The connotation that comes with redshirt players inspires potential in collegiate sports. Whatever the reason — transfer, eligibility, injury– redshirt players are prized commodities for a college team as they learn and are coached for an entire season without squandering a day of eligibility.
Two of the redshirt players on the men’s basketball team this season are Jahmiah Simmons and Mark Tikhonenko. Simmons is a sophomore redshirt transfer while Tikhonenko is a true freshman sporting a redshirt for the Mean Green.
Both players are key parts of the future for head coach Grant McCasland’s program, and both also followed him from Arkansas State, along with assistant coach Jareem Dowling, affectionately referred to by Simmons as “Reem.”
“Coach Reem is basically our connection,” Simmons was coached by Dowling with the U-17 U.S. Virgin Islands team. “We both came with him, so we had that connection.”
In his freshman year at Arkansas State, Simmons averaged 6.4 points and five rebounds across 25 games, starting nine of those. Afterwards, he decided to go a little further west from his Saint Thomas roots in the Virgin Islands and follow McCasland, who took the head coaching position at North Texas.
“Their relationship [with Dowling] is really the core to our recruitment in them,” McCasland said. “It’s all about relationships, and Miah was so close with coach Reem that anywhere Reem went that’s where Miah would go [to play]. Then Mark was someone we were close with, and he expressed interest immediately in going wherever we went.”
Simmons was born in Saint Thomas, an island away from Dowling’s home of Saint Croix, and he played high school ball in Pace, Florida. His international roots are something he shares with his fellow redshirt teammate, Tikhonenko.
Hailing from Moscow, Russia, the 6-foot-10-inch freshman has seen the world at a Johnny Cash-esque rate. His basketball journey began in Russia before making stops in Spain, Tennessee and most recently, Mt. Zion Prep Academy in Maryland before settling in Denton this year.
Originally slated to attend Arkansas State, Tikhonenko met Simmons on his visit in 2016. The two knew they would eventually share the court together, but with both redshirting this season, their only court time together comes in the form of running scout team for the active roster at practice.

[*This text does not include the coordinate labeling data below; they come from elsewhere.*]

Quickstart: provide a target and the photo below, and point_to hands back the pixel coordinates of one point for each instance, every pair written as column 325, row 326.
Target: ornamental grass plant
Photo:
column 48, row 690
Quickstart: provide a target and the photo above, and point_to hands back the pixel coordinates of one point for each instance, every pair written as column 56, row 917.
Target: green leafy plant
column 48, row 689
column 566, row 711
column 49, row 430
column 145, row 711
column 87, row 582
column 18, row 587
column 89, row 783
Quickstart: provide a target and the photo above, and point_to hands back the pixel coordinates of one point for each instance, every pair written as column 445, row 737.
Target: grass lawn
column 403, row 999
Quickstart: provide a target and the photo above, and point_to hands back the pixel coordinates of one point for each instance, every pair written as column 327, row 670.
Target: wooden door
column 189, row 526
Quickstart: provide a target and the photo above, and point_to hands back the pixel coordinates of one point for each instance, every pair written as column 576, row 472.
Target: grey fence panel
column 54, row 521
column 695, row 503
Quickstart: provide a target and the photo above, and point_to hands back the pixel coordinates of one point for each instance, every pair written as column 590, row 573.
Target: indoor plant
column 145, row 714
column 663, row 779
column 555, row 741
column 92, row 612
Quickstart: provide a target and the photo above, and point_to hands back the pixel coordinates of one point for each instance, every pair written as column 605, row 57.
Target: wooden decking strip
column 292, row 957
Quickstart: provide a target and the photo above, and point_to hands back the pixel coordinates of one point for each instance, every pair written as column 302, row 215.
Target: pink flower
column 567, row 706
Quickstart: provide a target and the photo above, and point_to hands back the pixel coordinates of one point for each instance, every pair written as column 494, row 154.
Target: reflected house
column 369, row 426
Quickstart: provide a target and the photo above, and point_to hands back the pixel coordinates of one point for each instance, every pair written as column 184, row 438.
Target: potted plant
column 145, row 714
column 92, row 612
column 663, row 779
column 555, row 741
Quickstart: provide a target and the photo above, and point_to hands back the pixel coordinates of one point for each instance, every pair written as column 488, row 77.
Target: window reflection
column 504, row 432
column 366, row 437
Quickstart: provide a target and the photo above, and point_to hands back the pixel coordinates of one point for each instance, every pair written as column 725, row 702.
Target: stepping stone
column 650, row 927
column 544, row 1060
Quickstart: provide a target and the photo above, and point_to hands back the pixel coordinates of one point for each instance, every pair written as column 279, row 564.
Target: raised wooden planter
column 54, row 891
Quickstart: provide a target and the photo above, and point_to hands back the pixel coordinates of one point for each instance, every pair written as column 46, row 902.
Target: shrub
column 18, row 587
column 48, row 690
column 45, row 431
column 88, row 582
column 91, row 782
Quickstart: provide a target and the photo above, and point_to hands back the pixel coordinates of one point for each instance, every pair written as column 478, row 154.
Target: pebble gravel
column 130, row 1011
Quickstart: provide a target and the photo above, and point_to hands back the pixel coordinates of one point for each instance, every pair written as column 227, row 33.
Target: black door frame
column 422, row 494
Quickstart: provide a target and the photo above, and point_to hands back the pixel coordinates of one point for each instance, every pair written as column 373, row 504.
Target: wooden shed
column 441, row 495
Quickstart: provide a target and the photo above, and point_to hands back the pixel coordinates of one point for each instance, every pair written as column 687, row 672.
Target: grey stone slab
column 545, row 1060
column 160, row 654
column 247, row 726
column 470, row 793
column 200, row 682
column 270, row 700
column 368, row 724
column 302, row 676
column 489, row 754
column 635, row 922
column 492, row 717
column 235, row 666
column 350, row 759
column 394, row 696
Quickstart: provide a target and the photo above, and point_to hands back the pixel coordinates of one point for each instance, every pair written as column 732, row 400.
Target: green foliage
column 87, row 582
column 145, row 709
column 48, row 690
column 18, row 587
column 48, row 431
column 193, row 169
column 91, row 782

In the meantime, valuable lessons are absorbed everyday, especially by Simmons, who is using the off year to transition from playing forward to guard.
“I’m just watching,” Simmons said. “I’m playing a new position this year so while I’m on the side, I just try to pick up what they’re coaching Ryan [Woolridge] and the rest of the guards and try to learn from that. Basically, I’m just watching film and getting experience. I’ll be ready next year.”
Being on the sidelines during the game is a different experience for both foreigners, but Simmons knows it is only temporary.
“I want to be ready to take on that moment,” Simmons said. “I just want to be prepared for that first game [next year]. I don’t want to look back and have any regrets like I should have worked harder during my redshirt year.”
Tikhonenko’s basketball roots are deep. His father, Valeri, was a gold medal winner with the USSR in 1988, won three silver medals at the world championships and was drafted by the Atlanta Hawks. His mother, Victoria, played for the U-20 Kazakhstan team.
After some visa issues and geographical uncertainty, the big man has found a home. The next step is around the clock preparation.
“I’m just trying to play as much as I can,” Tikhonenko said. “I didn’t have a lot of playing experience the last three years. The majority of the time I’m trying to get basketball shots, game shots, get some penetration going.”
Tikhonenko played on Russian U-16 and U-18 teams, and Simmons was voted best small forward at the FIBA Centrobasket tournament in 2015.
As both wait their turn during the 2017-2018 season, the road to 2018-2019 is one fought more than just physically.
“When the team is gone, you have to mentally push yourself to go to the gym and work,” Tikhonenko said. “You can’t just sit down and get out of shape.”
While Tikhonenko is hard at work improving his lateral quickness and setting screens, Simmons is preparing for his position change. Simmons knows how important his shooting will be next season at the guard position and his drive shows every day.
McCasland has been able to see their progression over the season and is excited from the glimpses he’s seen in practice.
“It starts in the weight room first and foremost because that’s where they spend a bulk of their time,” McCasland said of their development. “Both have gotten in really good shape and their skill level has continued to improve, and we’ve been able to see that first hand in practices when they’ve gotten opportunities to compete.”
At the end of the day, one common goal unites the two redshirt players and the program as a whole.
“I want to do everything for my team to win,” Tikhonenko said. “I just want to win.”